Standing in a lounge in Nashville’s Hermitage Hotel, Don Henley is in desperate need of a bottle opener. He’s holding a glass bottle of water, but, alas, the cap isn’t a twist-off. “You have an opener?” he asks me. I don’t, but I try the old trick of hammering the cap off using the edge of a table. After a few loud, really loud, pounds, it finally pops off. Henley’s publicist pokes his head in the room, looking concerned. “Don’t worry,” Henley says. “We haven’t come to blows.”

Henley is known for his testy streak, but today he seems relaxed, maybe a bit tired, though eager to chat about his new solo album—his first in fifteen years—Cass County. It’s been referred to as Henley’s country record, but that does a disservice to the trove of country-inflected megahits Henley helped pen for the Eagles during their thirty-plus years together. Rather, Cass County is Henley’s Texas record, a return to his roots with Henley invoking memories from his formative years in Linden, his hometown in East Texas. As a kid, he would listen to the radio show Louisiana Hayride, a bad-boy version of the Grand Ole Opry. Broadcast from KWKH in nearby Shreveport, the show gave Elvis and Hank Williams their early breaks.
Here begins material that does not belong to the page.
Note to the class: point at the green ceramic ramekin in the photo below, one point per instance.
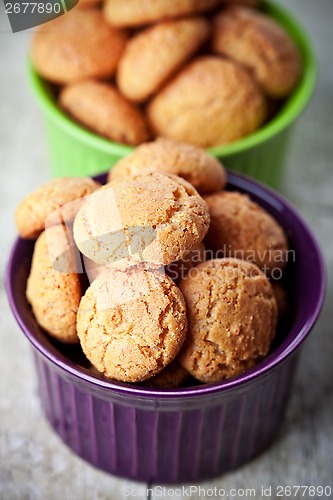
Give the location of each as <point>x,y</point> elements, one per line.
<point>75,150</point>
Drawing inspiration from the area he calls “where the Deep South meets the Old West,” Henley wrote some of the material for the album during several two-and-a-half-hour drives to Linden from where he now lives, in Dallas. Sometimes he would pull over to dictate lyrics into a recorder, other times he would just keep repeating a line until he got out of the car. “I usually start with a title and maybe a chorus,” he says. “The hardest part is the connective tissue. Eventually all the blanks get filled in. It’s still a mysterious process to me.”


 


Henley actually began working on Cass County in 2010, but due to touring obligations with the Eagles, he could devote himself to it only in spurts. The Eagles wrapped up their latest road stint in July, and while Henley won’t confirm that the band is finished, he says he’s tired of “being a jukebox.” Henley cowrote many of the songs with his longtime collaborator Stan Lynch (the ex-drummer for Tom Petty and the Heartbreakers), who helped polish the music into a pristine-sounding collection of ballads and a few honky-tonk numbers. During sessions in Dallas, Henley says, “Stan and I would just brainstorm—pace the floor, drinking coffee.”

If the songwriting process was deliberate, choosing the special guests was even more so. The album features a dream team of talent: Dolly Parton, Merle Haggard, Vince Gill, Alison Krauss, and Lucinda Williams all make appearances, while Martina McBride sings on one of the album highlights, “That Old Flame,” a driving rocker that spins the tale of a past lover who unexpectedly reappears. Mick Jagger and Miranda Lambert join Henley on a gorgeous, weepy version of “Bramble Rose,” a track originally written by another Texas-born musician, Tift Merritt. Jagger not only sings but also plays harmonica. “The song reminds me of ‘Wild Horses,’ the country period when the Stones were hanging out with Gram Parsons,” Henley says. “Everyone was chosen for how they sing, not just what the lyrics were. I’m flabbergasted they all said yes.”

“‘Bramble Rose’ has a timeless feel, and Don is an artist who has a deep understanding of sound and melody,” says Lambert. “It was the perfect choice for our collaboration.”

For someone who has sold a gazillion records and written some of the most seminal songs in the modern music canon, Henley is unexpectedly self-deprecating when it comes to his solo work. He wonders if anyone will care what a now sixty-eight-year-old will have to say, given our youth-obsessed culture, and he’s bothered by the ageism that’s rife within the music industry.

Dude, I tell him, you’re Don freaking Henley. “It doesn’t matter,” he says, his voice rising. “Merle Haggard is Merle freaking Haggard, George Jones is George freaking Jones, but they’re still relegated to the heritage channel on the radio. That ain’t right.” Some of us older folks have wisdom to impart, he continues. “There aren’t any trucks or beer on this album. This is an album for grown-ups, for people that have done some living.”